If this is triage, thought Kys, I can't wait to see the medicae. Some rancid old quack or backstreet abortionist...
Zael led her through an inner door. The Locum was busy. A moody hammer was sitting in an old barber's chair and, by the light of a makeshift lamp, the Locum was stitching up the twenty centimetre gash across his shoulder. A blade wound, Kys was quite sure.
The room itself was surprisingly tidy, though nothing in it was new. There were a few pieces of medical equipment, tools thrust into a jar of anti-bact gel in a vague nod to sterility.

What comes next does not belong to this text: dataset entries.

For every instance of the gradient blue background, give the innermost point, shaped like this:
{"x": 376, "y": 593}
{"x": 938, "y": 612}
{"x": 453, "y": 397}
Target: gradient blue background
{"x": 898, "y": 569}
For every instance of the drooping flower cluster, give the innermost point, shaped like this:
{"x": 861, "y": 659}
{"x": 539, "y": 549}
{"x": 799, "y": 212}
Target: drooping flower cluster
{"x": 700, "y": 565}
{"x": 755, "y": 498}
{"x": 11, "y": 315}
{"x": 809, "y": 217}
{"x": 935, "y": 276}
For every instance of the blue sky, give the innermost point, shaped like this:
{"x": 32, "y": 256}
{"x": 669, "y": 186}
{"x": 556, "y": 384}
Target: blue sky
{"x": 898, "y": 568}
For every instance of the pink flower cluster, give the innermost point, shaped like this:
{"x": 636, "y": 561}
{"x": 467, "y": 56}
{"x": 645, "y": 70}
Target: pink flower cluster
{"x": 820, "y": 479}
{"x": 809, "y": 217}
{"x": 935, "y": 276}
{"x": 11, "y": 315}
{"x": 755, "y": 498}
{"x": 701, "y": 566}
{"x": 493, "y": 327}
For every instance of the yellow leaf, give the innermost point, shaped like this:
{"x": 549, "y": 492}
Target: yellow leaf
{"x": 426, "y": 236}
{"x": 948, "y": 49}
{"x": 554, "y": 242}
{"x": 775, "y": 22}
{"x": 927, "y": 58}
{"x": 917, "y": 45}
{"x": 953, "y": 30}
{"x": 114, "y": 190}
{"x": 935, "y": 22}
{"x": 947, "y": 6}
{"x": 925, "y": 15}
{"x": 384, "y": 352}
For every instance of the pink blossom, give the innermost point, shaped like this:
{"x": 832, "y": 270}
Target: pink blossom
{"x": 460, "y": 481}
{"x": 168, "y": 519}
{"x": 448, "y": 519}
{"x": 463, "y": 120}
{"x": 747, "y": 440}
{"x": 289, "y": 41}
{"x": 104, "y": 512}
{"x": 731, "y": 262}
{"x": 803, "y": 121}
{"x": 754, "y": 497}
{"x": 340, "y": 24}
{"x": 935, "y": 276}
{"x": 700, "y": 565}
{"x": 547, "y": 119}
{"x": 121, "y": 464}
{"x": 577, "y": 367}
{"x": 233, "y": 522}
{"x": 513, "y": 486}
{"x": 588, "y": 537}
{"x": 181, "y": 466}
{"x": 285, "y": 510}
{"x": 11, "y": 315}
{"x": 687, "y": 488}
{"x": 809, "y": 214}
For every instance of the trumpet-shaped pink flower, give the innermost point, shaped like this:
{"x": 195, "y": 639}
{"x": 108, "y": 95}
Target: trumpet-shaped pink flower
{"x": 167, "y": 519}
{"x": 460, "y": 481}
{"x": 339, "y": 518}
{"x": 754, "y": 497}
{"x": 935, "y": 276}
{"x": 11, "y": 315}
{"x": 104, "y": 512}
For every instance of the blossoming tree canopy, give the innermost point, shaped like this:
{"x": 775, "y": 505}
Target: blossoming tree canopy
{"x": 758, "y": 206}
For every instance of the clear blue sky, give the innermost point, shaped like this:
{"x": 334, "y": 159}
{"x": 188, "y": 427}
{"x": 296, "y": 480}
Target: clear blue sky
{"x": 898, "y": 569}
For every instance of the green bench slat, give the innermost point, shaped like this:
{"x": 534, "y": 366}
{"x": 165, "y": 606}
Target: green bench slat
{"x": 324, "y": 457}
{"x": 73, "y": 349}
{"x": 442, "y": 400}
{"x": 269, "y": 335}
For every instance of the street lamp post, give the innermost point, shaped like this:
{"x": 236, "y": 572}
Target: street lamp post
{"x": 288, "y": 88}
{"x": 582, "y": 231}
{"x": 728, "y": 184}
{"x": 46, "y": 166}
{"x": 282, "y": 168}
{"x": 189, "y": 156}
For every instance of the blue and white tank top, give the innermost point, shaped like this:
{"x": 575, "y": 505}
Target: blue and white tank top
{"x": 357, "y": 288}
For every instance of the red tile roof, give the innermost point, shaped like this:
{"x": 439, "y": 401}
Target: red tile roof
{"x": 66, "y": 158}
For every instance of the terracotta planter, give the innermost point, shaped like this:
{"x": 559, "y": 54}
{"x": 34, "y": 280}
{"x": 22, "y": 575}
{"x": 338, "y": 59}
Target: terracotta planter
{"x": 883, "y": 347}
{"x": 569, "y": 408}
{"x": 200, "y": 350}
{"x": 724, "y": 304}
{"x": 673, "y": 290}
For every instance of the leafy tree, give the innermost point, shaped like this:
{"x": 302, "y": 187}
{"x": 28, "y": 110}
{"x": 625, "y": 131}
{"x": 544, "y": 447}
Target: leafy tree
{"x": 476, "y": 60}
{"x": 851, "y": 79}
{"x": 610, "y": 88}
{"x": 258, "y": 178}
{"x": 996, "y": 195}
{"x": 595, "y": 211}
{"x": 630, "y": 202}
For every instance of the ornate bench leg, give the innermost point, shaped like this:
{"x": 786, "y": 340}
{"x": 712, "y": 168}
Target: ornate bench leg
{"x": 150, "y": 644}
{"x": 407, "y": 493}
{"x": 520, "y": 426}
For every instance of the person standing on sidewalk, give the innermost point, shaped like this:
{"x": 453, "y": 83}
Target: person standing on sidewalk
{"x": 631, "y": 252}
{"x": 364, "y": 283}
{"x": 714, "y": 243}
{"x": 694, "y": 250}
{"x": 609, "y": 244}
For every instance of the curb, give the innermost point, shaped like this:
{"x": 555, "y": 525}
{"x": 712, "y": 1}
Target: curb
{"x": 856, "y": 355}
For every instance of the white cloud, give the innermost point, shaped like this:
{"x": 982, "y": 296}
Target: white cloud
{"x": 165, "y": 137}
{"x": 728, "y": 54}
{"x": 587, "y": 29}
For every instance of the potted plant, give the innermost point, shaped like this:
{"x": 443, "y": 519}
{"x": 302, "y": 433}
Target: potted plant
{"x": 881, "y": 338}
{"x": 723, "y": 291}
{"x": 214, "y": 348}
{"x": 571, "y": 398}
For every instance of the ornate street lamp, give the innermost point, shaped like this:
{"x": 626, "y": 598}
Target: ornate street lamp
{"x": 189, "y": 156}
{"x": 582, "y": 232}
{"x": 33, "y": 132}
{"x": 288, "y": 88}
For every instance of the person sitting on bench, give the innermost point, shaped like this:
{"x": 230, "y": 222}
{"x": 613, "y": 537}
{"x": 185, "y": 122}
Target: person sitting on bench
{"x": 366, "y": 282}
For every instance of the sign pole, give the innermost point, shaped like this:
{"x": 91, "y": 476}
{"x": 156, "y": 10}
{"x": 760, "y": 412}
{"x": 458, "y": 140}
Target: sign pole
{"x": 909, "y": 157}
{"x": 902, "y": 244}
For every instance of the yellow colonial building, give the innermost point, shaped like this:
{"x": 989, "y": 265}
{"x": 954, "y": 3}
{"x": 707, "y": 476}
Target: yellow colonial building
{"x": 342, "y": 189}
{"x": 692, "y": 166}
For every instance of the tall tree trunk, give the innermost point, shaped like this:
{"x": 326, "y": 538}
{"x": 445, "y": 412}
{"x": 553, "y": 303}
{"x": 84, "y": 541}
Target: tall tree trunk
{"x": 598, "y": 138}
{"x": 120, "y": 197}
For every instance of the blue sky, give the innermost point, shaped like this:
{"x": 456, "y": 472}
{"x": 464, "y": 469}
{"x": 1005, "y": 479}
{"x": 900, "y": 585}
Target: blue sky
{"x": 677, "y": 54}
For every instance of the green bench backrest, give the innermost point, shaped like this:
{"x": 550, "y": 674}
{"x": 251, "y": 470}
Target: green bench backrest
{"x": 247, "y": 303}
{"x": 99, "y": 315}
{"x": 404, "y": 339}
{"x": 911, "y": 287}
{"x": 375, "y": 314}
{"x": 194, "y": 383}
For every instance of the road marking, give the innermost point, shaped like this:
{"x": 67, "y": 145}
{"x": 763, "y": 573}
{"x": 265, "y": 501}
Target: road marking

The Locum had his back to them as he worked. He was of medium build, slim and wiry. His hair was light brown, and he was wearing heavy lace-up boots, black combat baggies, a black vest and surgical gloves.
"Get in line," he called. "I'll get to everyone in turn."
"Hey," said Zael.
"Didn't you hear me?" the Locum said and turned. Kys saw his face. Strong, calm, rather lined and care-drawn.